Denosing algorithm with different noise type and intensities. Our method trains a network to predict the optimal thresholds of the singular value decomposition involved in the low-rank denoising of 2D images.
Launch the test file: main.m
You can set the:
-Ground truth input image;
-Noise type: gaussian, speckle, salt & pepper, poisson, exponential;
-Noise intensity: among the following parameters.

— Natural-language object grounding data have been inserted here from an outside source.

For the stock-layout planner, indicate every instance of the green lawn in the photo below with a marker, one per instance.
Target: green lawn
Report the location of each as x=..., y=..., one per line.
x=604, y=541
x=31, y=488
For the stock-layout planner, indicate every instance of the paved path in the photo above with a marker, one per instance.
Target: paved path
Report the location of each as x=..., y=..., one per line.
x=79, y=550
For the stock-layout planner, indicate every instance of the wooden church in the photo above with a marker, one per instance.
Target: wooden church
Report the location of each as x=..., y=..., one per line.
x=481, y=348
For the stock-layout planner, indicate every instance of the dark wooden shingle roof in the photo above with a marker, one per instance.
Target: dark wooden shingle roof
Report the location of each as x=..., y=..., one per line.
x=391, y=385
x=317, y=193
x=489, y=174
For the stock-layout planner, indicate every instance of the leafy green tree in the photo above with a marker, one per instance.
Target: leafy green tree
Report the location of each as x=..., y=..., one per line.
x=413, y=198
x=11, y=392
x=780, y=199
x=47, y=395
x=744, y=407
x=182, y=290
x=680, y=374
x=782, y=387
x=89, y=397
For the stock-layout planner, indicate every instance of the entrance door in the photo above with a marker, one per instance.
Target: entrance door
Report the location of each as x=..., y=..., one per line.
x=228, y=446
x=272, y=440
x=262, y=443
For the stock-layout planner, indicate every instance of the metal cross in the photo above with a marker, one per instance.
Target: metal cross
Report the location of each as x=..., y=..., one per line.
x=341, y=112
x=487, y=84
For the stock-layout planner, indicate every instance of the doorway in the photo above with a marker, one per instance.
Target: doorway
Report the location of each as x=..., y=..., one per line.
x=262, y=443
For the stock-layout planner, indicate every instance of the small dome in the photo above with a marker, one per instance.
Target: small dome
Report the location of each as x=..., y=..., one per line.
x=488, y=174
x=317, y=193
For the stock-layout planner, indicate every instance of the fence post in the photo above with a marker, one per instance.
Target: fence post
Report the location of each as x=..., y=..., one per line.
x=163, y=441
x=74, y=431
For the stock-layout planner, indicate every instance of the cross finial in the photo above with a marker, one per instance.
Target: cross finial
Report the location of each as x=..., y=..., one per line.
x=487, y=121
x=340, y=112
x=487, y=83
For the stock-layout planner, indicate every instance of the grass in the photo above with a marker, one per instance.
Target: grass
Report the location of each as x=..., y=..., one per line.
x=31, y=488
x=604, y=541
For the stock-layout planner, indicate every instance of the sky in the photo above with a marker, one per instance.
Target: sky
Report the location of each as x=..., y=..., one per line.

Noise intensities | Parameters | Parameters |
---|---|---|
gaussian | 0.01 | 0.02 |
speckle | 0.05 | 0.10 |
salt & pepper | 0.05 | - |
poisson | 1 | - |
exponential | 5 | - |
The parameters have the following meaning:
-gaussian: variance of the distribution;
-speckle: speckle variance;
-salt & pepper: noise frequency;
-exponential: exponential factor.
Tested with Matlab2021b.
Toolbox:
-Image processing
-Deep Learning
Comment: Warnings may occur when loading the networks, due to compatibility issues between Tensorflow and Matlab. However, this will not affect the final results.
Cammarasana, Simone, & Patanè, Giuseppe. (2022). Learning-based low-rank denoising. Signal, Image and Video Processing, 1-7.
We report a summary of the results; for further details, please refer to the paper.
(a): speckle; (b): salt & pepper; (c): gaussian
The maximum dimension allowed of the input image is 600 X 600. This comes out with an initial approach for the selection of the patches, that has been abandoned. If you want to test images with higher dimension, you need to modify the way the position of the patches is computed. Currently, this is performed by reading a text file; this can be optimised through numeric values of the patches to be selected.